Risselada, H. J., Bubnis, G., & Grubmüller, H. (2014). Expansion of the fusion stalk and its implication for biological membrane fusion. Proceedings of the National Academy of Sciences of the United States of America, 111(30), 11043-11048. doi:10.1073/pnas.1323221111.


Cite as: http://hdl.handle.net/11858/00-001M-0000-001A-2E28-2
Abstract
Over the past 20 years, it has been widely accepted that membrane fusion proceeds via a hemifusion step before opening of the productive fusion pore. An initial hourglass-shaped lipid structure, the fusion stalk, is formed between the adjacent membrane leaflets (cis leaflets).

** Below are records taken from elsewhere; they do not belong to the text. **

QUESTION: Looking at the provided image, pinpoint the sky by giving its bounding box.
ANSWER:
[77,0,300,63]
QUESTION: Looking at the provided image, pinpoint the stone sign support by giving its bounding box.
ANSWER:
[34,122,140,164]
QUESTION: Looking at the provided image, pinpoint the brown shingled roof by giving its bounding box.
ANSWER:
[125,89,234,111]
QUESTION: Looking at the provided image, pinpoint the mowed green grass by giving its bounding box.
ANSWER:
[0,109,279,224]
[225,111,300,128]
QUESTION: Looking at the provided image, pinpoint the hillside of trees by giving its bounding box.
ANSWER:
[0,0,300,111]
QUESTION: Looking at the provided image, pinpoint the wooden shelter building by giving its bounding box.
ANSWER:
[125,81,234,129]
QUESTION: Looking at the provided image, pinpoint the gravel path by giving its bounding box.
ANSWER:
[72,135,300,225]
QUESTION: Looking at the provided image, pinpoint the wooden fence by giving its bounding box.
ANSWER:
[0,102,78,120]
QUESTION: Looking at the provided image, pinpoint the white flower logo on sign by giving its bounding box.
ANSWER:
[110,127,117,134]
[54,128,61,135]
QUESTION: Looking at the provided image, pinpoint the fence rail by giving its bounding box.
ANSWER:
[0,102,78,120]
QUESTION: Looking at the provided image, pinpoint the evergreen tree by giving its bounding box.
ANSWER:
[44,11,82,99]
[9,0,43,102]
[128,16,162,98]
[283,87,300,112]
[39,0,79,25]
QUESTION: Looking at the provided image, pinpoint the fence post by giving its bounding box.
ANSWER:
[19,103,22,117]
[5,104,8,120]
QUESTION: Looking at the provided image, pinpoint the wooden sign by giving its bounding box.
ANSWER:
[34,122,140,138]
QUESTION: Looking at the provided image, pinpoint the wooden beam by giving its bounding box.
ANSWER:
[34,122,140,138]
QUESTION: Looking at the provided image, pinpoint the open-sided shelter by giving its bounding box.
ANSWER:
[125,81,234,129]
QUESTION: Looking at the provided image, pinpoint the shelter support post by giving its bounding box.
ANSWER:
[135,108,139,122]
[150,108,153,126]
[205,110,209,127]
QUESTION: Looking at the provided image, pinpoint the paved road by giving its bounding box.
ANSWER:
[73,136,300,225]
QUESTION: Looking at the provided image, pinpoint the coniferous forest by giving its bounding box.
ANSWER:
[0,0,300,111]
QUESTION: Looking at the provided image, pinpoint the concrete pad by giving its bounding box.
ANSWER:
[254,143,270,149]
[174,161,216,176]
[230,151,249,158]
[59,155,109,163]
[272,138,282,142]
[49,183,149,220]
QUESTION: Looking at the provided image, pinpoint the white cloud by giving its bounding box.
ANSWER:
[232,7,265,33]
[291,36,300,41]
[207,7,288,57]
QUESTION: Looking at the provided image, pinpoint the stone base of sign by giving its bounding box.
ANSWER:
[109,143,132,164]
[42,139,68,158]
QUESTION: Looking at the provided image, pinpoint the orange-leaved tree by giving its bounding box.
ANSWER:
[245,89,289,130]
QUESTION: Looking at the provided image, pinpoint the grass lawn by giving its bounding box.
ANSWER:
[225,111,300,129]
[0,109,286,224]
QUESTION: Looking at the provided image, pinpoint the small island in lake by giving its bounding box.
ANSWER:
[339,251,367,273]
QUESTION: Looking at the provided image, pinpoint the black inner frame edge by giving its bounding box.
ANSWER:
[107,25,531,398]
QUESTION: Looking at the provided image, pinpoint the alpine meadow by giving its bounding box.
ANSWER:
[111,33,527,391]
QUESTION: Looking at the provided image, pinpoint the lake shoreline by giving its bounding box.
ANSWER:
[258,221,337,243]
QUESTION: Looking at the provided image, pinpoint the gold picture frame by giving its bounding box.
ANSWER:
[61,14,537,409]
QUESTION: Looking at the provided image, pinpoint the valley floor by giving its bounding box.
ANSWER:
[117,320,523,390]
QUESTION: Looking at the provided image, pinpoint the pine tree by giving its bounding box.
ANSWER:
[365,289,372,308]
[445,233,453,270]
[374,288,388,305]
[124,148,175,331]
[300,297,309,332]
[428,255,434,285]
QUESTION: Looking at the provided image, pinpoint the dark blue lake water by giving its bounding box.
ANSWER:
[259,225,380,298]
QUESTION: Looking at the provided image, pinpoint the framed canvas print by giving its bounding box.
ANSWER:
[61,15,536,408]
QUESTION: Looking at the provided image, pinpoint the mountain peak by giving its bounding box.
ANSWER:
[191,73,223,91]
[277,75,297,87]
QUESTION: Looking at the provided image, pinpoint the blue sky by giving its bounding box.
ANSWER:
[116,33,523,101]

It remains controversial if and how fusion proteins drive the subsequent transition (expansion) of the stalk into a fusion pore. Here, we propose a comprehensive and consistent thermodynamic understanding in terms of the underlying free-energy landscape of stalk expansion. We illustrate how the underlying free energy landscape of stalk expansion and the concomitant pathway is altered by subtle differences in membrane environment, such as leaflet composition, asymmetry, and flexibility. Nonleaky stalk expansion (stalk widening) requires the formation of a critical trans-leaflet contact. The fusion machinery can mechanically enforce trans-leaflet contact formation either by directly enforcing the trans-leaflets in close proximity, or by (electrostatically) condensing the area of the cis leaflets. The rate of these fast fusion reactions may not be primarily limited by the energetics but by the forces that the fusion proteins are able to exert.